European Databank on Medical Devices - EUDAMED

The Medical Device Directives contain provisions on a European databank for medical devices, which has been developed under the name Eudamed. The aim of Eudamed is to strengthen market surveillance and transparency in the field of medical devices by providing Member State competent authorities with fast access to information on manufacturers and authorized representatives, on devices and certificates and on vigilance and clinical investigation data, as well as to contribute to a uniform application of the Directives, in particular in relation to registration requirements.

Which information is stored in Eudamed?

Depending on the applicable directive, Eudamed contains data on:

  • registration of manufacturers, authorized representatives and devices,
  • data relating to certificates issued, modified, supplemented, suspended, withdrawn or refused,
  • data obtained in accordance with the vigilance procedure and
  • data on clinical investigations.

Who can access Eudamed?

Eudamed is a secure web-based portal acting as a central repository for information exchange between national competent authorities and the Commission and is not publicly accessible. Eudamed use is obligatory since May 2011.

The operational functioning and the added value of the databank have been evaluated and the Eudamed Evaluation pdf(381 KB) results are public.

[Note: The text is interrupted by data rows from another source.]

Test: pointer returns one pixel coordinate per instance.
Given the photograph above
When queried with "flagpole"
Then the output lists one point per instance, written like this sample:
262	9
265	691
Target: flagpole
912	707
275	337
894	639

Impact of Eudamed on IVD notifications

With the implementation of Eudamed, the transitional provision in Article 10 of Directive 98/79/EC, which obliges IVD manufacturers to give notification to every Member State concerned by the placing on the market of devices, cease to apply.

GMDN use in Eudamed

An important tool for Eudamed is the Global Medical Device Nomenclature (GMDN). The development of GMDN started with a mandate to CEN for the development of a structure for a medical device nomenclature. The result, the European standard EN ISO 15225 "Nomenclature - specification for a nomenclature system for medical devices for the purpose of regulatory data exchange", was further developed into a CEN technical report. Maintenance of this work was taken over by the GMDN Maintenance Agency which developed the Nomenclature (referred to as GMDN) into what it is today, a comprehensive, regularly updated web-based nomenclature accessible to manufacturers against license fees. GMDN presents the best practice for Eudamed purposes, even though, for the time being, data entry is also possible without providing a GMDN code.